Kane’s growth in the previous campaign was nothing short of extraordinary, ascending from the fringes of the first team to becoming an England international in the space of a few weeks. All the qualities—anticipation, power, pace and ingenuity—seem to be in place for Kane to blossom again, but how will he cope with the pressure of leading the Tottenham line for a second season with defenders well aware of his quality?


Prediction – 6th

The team that finished a place behind Spurs last season, Liverpool, have invested heavily this summer and will be doing their utmost to usurp Tottenham and push on towards the top spots. As of yet, although the purchases of Alderweireld, Kevin Wimmer and Kieran Trippier all look good value, Tottenham have yet to add similar star quality.

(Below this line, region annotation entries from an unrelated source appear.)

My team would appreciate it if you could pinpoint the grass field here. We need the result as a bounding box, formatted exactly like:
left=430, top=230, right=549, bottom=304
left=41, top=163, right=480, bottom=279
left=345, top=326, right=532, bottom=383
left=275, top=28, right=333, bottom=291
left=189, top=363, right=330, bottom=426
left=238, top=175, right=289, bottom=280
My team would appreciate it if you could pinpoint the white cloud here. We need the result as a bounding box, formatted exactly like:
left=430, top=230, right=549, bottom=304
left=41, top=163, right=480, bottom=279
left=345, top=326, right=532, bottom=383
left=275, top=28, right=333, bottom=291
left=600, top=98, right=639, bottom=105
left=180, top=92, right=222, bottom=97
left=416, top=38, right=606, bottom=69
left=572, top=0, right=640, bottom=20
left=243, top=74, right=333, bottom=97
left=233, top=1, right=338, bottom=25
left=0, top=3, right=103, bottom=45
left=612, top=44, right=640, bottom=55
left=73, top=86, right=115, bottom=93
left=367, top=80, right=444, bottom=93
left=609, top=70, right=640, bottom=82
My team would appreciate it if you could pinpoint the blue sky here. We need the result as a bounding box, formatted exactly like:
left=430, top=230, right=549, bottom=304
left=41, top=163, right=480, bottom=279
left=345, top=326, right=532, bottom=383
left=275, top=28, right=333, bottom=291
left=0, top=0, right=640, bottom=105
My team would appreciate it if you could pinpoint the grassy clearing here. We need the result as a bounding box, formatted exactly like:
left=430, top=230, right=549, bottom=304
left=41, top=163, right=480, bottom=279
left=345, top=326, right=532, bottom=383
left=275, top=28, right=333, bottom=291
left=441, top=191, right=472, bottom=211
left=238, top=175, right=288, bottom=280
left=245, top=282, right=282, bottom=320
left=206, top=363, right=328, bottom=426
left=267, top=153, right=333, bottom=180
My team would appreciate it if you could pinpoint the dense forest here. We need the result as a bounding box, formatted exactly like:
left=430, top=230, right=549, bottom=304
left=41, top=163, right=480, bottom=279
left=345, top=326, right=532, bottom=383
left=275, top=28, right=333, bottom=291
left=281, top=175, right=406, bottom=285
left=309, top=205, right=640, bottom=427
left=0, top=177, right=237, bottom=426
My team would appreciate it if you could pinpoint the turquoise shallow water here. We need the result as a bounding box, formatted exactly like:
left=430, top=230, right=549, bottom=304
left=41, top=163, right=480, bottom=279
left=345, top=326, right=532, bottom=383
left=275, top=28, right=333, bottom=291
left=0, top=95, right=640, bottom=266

But there’s still plenty to like about this squad and provided Kane can fire on all cylinders once again, Spurs won’t have to worry about dropping out of the top six. A couple more high calibre acquisitions are needed if Tottenham are going to be playing in next season’s Champions League, though.


Expert Opinion – Matt Lichtenstadter (World Soccer Talk)

Thanks mainly to the exploits of Harry Kane, and Liverpool’s cratering, Spurs were able to finish fifth last season without being close to a finished article. After a summer when the squad was cut down with surgical precision, Tottenham looks to take that one step forward that has eluded them for nearly five years. Problem is, that step is looking increasingly difficult and unlikely, and little of it coming from their own doing.

As of this writing, Spurs still don’t have the defensive midfielder they desperately need (Eric Dier isn’t going to cut it), nor do they have a true backup to Kane. Kane’s 2014-15 was no fluke, but he’s not going to be able to play every game of Spurs’ always glutted fixture list. Goals need to come from somewhere other than his and Nacer Chadli’s boots, and looking at the squad as of now that’s asking plenty. Spurs are deeper along the back four which should help some of the defensive issues, but the gaping holes in the squad are, as usual, going to be filled at the last possible minute.

Cracking the Top Four requires Spurs overachieving and another team going sideways. The former is possible, if unlikely, but the latter is something that seems hard to peg down. Arsenal and Chelsea will compete for the title, Manchester United’s signings should cement them back in the Champions League, and even though Manchester City is showing signs of age, they still have Sergio Aguero.

Bottom line: To reach the Champions League, Spurs may need a bit of luck. Anyone who has watched Spurs for long enough knows there’s not much of it to go around in N17.